Genel Yayın Yönetmenimiz M. Ali EŞMELİ;
“–Rasûlullah -sallâllâhu aleyhi ve sellem- bugün yaşasaydı ne yapardı?” sorusuna, şu cevabı veriyor:
–Rasûlullah -sallâllâhu aleyhi ve sellem-, o gün ne yaptıysa bugün de aynısını yapardı.
Yani îman ve ibâdet coşkusu içinde yaşardı.
Çünkü İslâm her asra, her mekâna ve her devre gelen yegâne Hak din…
Muhterem Osman Nûri TOPBAŞ Hocaefendi, «Hak Dostlarının Fârikaları» makalelerinin üçüncüsü ve sonuncusunu kaleme aldı. Fânîye karşı tok, mâverâya ise aç bir velâyet iştiyâkını misallerle serdetti.
Kıssalarda ise, «Kullukta Zindelik ve Heyecan» başlığıyla dosya mevzumuzun tasavvufî veçhesi ele alındı.
Dr.

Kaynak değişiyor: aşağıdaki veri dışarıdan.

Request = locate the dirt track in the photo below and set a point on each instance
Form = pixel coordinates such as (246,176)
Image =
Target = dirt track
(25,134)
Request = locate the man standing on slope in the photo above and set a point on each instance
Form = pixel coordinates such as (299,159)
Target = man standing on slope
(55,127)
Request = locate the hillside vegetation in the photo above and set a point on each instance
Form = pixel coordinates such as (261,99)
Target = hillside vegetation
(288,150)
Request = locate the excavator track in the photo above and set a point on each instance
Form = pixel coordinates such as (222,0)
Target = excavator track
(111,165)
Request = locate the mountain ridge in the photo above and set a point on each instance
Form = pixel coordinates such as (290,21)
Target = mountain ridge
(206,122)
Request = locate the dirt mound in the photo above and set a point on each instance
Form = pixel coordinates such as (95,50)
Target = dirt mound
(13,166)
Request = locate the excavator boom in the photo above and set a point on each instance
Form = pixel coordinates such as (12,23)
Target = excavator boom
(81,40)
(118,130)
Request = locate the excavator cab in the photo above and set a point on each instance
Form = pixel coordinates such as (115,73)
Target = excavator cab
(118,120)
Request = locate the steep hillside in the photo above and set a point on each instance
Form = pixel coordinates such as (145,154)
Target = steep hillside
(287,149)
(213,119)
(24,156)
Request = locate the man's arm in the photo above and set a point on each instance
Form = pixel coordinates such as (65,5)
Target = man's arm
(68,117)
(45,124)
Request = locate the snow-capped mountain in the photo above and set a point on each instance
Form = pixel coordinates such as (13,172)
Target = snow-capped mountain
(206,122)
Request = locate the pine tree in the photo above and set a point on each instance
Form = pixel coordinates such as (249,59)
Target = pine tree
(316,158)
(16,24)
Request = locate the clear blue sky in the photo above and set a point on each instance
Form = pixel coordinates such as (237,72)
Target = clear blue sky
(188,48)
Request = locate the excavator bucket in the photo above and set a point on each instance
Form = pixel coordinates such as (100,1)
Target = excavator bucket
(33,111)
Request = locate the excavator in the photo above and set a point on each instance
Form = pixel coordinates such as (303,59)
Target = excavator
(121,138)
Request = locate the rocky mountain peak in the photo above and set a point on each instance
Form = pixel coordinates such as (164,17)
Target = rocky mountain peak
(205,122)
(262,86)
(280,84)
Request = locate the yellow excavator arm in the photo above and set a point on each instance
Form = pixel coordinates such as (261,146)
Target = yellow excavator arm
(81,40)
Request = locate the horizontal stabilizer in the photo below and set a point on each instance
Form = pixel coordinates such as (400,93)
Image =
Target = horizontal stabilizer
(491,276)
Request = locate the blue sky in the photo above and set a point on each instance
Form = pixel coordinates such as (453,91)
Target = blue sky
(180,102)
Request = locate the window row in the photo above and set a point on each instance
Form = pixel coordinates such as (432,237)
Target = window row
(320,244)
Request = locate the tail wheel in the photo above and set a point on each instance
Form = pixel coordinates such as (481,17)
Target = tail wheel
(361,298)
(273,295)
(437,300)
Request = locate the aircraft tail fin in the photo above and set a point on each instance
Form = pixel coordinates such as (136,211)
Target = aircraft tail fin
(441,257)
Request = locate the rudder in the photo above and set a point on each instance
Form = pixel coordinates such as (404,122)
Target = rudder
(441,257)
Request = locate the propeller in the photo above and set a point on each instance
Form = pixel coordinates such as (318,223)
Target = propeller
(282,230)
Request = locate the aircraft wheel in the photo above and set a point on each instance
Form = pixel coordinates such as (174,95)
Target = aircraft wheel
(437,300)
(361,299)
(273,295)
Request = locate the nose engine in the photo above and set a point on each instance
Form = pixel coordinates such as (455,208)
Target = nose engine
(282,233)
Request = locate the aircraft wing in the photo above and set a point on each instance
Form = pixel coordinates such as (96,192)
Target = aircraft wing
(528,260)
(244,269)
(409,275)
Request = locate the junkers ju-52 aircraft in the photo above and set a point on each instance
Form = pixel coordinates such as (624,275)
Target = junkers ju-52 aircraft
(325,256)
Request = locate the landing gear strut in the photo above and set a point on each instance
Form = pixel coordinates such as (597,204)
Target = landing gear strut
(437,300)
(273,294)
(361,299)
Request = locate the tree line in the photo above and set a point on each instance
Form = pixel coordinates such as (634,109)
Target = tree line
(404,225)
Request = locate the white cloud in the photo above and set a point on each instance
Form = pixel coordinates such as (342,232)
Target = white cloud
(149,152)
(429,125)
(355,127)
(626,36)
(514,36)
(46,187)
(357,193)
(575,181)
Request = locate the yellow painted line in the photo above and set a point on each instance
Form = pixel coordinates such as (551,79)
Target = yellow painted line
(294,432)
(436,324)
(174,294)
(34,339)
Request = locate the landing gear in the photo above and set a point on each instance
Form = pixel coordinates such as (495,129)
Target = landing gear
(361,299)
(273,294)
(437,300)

Ahmet Hamdi YILDIRIM Hocamız, «Tasavvuf Fıkhı»nda; sûfî yolculuğundaki fazîlet yarışının merhalelerini ve bu yolun el kitaplarını ele aldı.
Fıkıh köşesinde de zekât etrafında fetvâlara yer verdi.
Şâbân-ı şerîfi nasıl ihyâ ederiz?
Ramazân-ı şerîfe nasıl hazırlanırız?
Aktüel mevzularda;
- «Aile Yılı»nın başarılı ve verimli olabilmesi için, daha derinde yapılması gerekenler,
- Modernistlerin iddia ve ithamlarına cevaplar,
- Gazze’de gelişmelere dair değerlendirmeler…
Mizanpajımızda bile küçük dokunuşlarla tazeledik kendimizi.